Reduced colour vision, which affects many patients with MS – even those without previously diagnosed optic neuritis – is correlated with reduction of the retinal nerve fibre layer (23). Electrophysiological assessment of visual evoked potentials (VEPs) may reveal reduced nerve conduction velocity in patients with a history of optic neuritis. The use of prisms to reduce symptoms may be appropriate in some types of nystagmus or in cases of minor paresis. More severe cases of paresis may be treated with Botox injections or strabismus surgery. Short-term occlusion therapy may be used in cases of diplopia, and certain medications may help with ocular motility disorders (9). Dependent on findings, the patient may be referred for personalised follow-up and training by a specialist in visual pedagogy.
Quality of life
Visual dysfunction means that many patients with MS have a reduced ability to drive, use a computer/mobile phone or watch television. Other common difficulties include problems focusing on moving objects, as well as cloudy vision and ‘tired eyes’. Patients with MS describe significantly reduced quality of life in association with altered visual function (24). This may be because even a minor visual impairment can have a substantial impact on those who already have motor, sensory and/or coordination difficulties.

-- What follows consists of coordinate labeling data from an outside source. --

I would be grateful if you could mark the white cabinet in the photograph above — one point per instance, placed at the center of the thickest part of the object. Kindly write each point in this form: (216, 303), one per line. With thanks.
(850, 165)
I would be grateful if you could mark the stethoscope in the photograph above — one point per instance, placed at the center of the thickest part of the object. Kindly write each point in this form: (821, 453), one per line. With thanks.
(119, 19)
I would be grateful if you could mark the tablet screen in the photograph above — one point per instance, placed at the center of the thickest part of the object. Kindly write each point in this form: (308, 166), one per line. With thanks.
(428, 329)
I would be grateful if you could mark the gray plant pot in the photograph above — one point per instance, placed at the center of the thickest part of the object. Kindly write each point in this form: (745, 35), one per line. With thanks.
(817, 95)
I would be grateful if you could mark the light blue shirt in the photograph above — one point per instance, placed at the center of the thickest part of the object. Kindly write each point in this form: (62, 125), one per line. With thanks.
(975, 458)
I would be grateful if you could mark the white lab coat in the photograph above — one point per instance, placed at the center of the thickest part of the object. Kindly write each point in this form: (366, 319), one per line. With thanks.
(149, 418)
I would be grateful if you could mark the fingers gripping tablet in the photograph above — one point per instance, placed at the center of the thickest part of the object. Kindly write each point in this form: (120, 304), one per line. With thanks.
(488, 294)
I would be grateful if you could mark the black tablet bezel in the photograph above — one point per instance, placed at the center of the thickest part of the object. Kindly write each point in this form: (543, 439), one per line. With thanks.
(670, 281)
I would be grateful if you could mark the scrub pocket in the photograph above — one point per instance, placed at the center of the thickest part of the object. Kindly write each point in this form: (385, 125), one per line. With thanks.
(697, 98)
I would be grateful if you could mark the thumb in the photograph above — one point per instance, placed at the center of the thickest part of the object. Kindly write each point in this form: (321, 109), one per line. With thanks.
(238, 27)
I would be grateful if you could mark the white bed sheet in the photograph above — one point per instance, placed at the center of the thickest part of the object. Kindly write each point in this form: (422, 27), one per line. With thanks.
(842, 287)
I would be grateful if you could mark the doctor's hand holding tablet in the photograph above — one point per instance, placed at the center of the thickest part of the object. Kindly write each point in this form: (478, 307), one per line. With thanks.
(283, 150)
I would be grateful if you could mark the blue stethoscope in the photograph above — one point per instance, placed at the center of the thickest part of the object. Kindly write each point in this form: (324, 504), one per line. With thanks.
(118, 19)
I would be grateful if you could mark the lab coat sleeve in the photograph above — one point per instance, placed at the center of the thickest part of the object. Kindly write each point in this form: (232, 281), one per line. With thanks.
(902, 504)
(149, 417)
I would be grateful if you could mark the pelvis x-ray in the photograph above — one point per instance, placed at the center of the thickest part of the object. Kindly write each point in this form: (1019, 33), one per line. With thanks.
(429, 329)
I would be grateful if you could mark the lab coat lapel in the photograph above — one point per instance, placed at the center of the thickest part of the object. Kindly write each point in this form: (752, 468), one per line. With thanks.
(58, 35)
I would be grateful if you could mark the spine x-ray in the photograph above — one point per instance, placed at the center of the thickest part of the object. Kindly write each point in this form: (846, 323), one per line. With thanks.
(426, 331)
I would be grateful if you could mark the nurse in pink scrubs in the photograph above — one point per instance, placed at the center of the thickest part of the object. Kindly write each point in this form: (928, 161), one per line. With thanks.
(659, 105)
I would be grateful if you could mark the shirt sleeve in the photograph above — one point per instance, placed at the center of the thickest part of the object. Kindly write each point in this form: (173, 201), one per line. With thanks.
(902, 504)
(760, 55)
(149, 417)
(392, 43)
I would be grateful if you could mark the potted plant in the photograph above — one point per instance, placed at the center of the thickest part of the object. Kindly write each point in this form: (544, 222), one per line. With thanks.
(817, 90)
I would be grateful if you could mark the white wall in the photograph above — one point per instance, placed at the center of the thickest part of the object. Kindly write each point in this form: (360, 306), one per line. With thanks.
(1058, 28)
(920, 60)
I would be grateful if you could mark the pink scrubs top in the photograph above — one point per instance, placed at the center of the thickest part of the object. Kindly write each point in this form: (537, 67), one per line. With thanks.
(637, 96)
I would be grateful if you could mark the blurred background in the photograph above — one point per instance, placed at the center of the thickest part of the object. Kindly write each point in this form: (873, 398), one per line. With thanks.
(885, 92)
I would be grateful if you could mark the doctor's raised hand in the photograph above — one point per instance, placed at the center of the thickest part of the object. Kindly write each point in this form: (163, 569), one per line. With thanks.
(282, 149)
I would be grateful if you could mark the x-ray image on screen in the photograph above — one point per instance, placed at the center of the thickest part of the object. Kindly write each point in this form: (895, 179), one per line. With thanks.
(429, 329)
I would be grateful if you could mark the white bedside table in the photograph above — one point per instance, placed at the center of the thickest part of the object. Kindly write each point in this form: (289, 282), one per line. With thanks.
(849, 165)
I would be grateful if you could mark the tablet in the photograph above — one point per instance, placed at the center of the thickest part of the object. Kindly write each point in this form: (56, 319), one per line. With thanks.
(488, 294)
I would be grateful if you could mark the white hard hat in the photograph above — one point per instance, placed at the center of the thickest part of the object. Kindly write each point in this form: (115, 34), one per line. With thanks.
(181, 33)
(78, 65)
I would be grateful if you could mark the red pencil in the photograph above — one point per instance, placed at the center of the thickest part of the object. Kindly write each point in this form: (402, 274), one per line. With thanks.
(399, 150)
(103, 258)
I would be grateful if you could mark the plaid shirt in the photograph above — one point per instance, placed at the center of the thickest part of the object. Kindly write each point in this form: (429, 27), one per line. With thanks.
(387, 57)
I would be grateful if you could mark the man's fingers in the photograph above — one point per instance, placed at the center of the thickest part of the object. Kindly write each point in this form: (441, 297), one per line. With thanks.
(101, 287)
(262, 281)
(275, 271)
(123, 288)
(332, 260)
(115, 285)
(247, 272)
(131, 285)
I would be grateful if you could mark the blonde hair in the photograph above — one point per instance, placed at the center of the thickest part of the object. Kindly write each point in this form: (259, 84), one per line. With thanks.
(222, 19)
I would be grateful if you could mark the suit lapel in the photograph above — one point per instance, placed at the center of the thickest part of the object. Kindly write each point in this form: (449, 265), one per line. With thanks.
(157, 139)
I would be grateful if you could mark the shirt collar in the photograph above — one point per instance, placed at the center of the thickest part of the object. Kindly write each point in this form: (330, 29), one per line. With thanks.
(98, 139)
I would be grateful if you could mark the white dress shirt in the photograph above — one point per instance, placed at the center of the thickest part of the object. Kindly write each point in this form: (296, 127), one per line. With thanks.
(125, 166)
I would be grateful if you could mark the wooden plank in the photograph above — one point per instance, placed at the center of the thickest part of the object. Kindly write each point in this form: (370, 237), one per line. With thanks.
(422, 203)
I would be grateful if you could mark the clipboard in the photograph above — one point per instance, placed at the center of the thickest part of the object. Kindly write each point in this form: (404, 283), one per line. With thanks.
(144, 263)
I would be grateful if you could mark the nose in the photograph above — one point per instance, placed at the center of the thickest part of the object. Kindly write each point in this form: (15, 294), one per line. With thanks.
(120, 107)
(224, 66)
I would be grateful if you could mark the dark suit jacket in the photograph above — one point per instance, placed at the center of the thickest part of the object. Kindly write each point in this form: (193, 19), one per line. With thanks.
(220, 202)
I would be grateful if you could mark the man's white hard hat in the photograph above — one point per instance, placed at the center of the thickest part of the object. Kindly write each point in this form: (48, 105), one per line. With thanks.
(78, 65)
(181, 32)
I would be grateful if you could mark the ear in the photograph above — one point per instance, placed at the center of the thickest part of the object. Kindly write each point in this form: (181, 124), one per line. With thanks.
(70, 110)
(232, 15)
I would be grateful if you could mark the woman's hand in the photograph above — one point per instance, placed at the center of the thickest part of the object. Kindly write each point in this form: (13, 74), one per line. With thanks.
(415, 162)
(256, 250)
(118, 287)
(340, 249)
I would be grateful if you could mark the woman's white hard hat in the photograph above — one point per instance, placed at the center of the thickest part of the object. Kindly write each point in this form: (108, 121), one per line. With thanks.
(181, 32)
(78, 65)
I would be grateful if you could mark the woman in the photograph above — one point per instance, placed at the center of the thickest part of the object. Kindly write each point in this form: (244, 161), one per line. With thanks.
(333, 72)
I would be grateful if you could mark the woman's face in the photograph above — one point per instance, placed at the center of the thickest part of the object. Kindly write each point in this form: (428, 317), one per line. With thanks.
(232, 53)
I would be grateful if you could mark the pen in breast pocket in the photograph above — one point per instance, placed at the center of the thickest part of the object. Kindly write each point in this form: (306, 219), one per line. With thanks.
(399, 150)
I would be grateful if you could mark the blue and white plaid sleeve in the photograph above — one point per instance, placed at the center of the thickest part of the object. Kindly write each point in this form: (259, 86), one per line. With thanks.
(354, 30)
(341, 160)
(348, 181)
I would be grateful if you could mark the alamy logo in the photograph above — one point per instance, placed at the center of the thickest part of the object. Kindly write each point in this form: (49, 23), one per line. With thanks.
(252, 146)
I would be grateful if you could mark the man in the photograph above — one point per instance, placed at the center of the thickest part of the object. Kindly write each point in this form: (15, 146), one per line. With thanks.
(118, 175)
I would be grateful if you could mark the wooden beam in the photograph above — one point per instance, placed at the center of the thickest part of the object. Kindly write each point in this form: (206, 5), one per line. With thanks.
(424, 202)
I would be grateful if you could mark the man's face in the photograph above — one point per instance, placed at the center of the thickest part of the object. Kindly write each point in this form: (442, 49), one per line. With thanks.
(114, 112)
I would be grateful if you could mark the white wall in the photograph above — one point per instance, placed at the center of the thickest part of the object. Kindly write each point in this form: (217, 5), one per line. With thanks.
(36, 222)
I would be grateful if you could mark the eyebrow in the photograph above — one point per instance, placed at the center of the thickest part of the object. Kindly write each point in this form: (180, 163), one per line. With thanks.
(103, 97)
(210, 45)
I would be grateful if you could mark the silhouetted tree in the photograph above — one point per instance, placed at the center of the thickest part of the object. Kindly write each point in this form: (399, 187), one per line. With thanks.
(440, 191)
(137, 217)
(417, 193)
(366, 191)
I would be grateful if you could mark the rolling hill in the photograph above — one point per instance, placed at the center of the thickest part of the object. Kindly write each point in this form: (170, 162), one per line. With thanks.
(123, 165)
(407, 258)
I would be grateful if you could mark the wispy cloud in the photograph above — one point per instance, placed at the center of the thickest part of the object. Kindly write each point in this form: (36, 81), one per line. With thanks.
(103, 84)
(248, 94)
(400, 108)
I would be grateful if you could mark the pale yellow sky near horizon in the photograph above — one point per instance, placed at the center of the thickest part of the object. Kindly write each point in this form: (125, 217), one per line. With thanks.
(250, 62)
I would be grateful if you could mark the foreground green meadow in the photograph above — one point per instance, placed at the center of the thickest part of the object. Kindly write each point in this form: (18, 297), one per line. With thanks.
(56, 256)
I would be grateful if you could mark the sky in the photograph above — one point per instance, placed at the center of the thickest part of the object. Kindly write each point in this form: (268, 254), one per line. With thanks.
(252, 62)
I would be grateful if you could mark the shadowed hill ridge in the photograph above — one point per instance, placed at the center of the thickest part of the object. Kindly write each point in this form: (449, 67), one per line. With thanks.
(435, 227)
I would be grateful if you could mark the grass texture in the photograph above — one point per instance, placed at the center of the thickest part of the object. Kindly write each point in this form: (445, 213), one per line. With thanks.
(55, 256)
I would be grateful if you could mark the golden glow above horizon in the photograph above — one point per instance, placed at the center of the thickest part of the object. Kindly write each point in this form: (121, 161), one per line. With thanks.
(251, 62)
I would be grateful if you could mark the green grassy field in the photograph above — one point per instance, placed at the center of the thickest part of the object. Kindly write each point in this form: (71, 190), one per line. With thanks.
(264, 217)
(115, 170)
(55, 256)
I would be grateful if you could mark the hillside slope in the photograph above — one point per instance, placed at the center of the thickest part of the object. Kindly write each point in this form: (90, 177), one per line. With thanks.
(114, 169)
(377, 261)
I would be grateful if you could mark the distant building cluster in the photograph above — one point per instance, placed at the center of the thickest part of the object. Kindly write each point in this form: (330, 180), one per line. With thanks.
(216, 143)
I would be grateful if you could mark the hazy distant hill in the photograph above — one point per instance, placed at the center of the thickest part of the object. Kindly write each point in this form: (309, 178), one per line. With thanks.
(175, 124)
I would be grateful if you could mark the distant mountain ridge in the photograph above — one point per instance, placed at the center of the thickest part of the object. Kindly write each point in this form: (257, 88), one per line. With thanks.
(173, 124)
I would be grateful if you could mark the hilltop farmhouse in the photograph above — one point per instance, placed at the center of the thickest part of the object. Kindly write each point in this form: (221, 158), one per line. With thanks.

Visual dysfunction is common in patients with MS. The most common conditions are acute optic neuritis, internuclear ophthalmoplegia, nystagmus and saccadic dysmetria. Many patients with MS describe vision as important for their quality of life, and experience a reduced quality of life because of reduced visual function. The degree of visual impairment can be determined by asking patients with MS specific questions about whether they experience problems with using a mobile phone, computer or TV, with reading or during physical or outdoor activities. Questions about difficulty participating in social activities will identify further patients in need of assistance. Personalised interventions and targeted rehabilitation and assistive technologies have the capacity to improve patients’ quality of life.